Actuellement, on ne voit même pas le début d'une politique étrangère qui mettrait les intérêts de l'Allemagne au premier plan. Les leaders politiques de l'Ampel, Scholz, Baerbock, Habeck et Lindner, sont de fidèles sujets des Etats-Unis. Scholz préconise le réarmement et est fier de pouvoir annoncer à intervalles de plus en plus rapprochés des livraisons d'armes à l'Ukraine. Il agit comme s'il n'avait jamais entendu parler de l'Ostpolitik et de la politique de détente de Willy Brandt.
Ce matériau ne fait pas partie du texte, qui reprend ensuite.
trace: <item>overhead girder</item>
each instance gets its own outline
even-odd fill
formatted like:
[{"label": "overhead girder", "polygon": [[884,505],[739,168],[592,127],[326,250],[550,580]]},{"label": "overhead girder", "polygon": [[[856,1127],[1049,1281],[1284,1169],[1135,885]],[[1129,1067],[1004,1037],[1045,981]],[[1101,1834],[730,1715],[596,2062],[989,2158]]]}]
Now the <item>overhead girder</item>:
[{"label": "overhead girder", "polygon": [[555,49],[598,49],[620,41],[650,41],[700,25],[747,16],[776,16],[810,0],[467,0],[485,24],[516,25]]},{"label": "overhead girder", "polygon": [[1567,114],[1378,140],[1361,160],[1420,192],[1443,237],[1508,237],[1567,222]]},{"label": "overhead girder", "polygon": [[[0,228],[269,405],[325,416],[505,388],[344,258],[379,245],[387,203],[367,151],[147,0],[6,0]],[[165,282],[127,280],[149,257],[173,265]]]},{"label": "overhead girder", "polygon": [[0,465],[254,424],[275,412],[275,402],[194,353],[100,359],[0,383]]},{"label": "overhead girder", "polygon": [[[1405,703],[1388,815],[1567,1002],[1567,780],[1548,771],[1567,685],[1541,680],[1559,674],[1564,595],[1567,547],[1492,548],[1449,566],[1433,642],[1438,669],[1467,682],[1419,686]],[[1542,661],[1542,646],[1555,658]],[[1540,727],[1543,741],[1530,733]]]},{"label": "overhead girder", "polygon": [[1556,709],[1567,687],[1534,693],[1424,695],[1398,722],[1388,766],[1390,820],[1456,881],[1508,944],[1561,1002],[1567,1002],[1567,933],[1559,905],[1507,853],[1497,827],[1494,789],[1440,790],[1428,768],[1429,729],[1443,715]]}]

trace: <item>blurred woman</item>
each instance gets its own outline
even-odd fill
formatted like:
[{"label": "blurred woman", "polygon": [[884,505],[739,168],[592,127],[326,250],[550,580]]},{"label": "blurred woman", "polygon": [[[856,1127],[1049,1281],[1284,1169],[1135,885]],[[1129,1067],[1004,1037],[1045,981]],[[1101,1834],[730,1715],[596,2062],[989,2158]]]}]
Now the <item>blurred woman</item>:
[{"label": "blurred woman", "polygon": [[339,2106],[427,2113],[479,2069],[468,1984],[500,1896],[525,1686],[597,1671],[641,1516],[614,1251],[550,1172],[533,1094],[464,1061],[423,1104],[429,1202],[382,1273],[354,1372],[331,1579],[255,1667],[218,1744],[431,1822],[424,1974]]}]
La politique étrangère du parti libéral-démocrate est dominée par la lobbyiste de l'armement Strack-Zimmermann, qui réclame tous les deux jours de nouvelles armes pour l'Ukraine.

Les Verts sont passés d'un parti issu du mouvement pacifiste allemand au parti le plus belliqueux du Bundestag. Les déclarations d'Annalena Baerbock, selon lesquelles nous devrions «ruiner la Russie», doivent être qualifiées de fascistoïdes. Le plus grand parti d'opposition fait également défaut. Le président de la CDU, Friedrich Merz, est un fidèle atlantiste en tant qu'ancien employé du géant financier américain BlackRock, il exige encore plus de livraisons d'armes et voulait même fermer Nord Stream 1.

La politique étrangère allemande nuit aux intérêts de notre pays et ne contribue pas à la paix en Europe. Elle a besoin d'une réorientation totale. Si la géopolitique des Etats-Unis fait peser le risque d'une guerre entre puissances nucléaires, il incombe à l'Allemagne et à l'Europe de tout mettre en œuvre pour maintenir notre territoire en dehors de ce conflit. L'Europe doit se détacher des Etats-Unis et jouer un rôle de médiateur entre puissances mondiales rivales. L'Allemagne et la France ont ensemble le potentiel nécessaire pour mettre en place une politique étrangère et de sécurité européenne indépendante.

Il est grand temps de commencer à le faire. Nous ne pourrons pas toujours compter sur des militaires réfléchis pour éviter une conflagration nucléaire mondiale en cas d'intensification de la guerre. Citons par exemple l'officier de marine soviétique Archipov, qui a empêché le lancement d'une torpille nucléaire lors de la crise de Cuba, ou le colonel soviétique Petrov, qui a décidé en 1984, alors que les ordinateurs russes signalaient par erreur l'approche de missiles intercontinentaux à tête nucléaire des Etats-Unis, de ne pas déclencher la «contre-attaque» nucléaire qui avait été ordonnée.

Il est temps de ne plus laisser les initiatives de paix au seul président turc Erdogan. Si les Etats-Unis ne sont pas prêts, de leur propre aveu, à œuvrer pour un cessez-le-feu et une fin rapide de la guerre en Ukraine, c'est pourtant l'intérêt existentiel des Européens.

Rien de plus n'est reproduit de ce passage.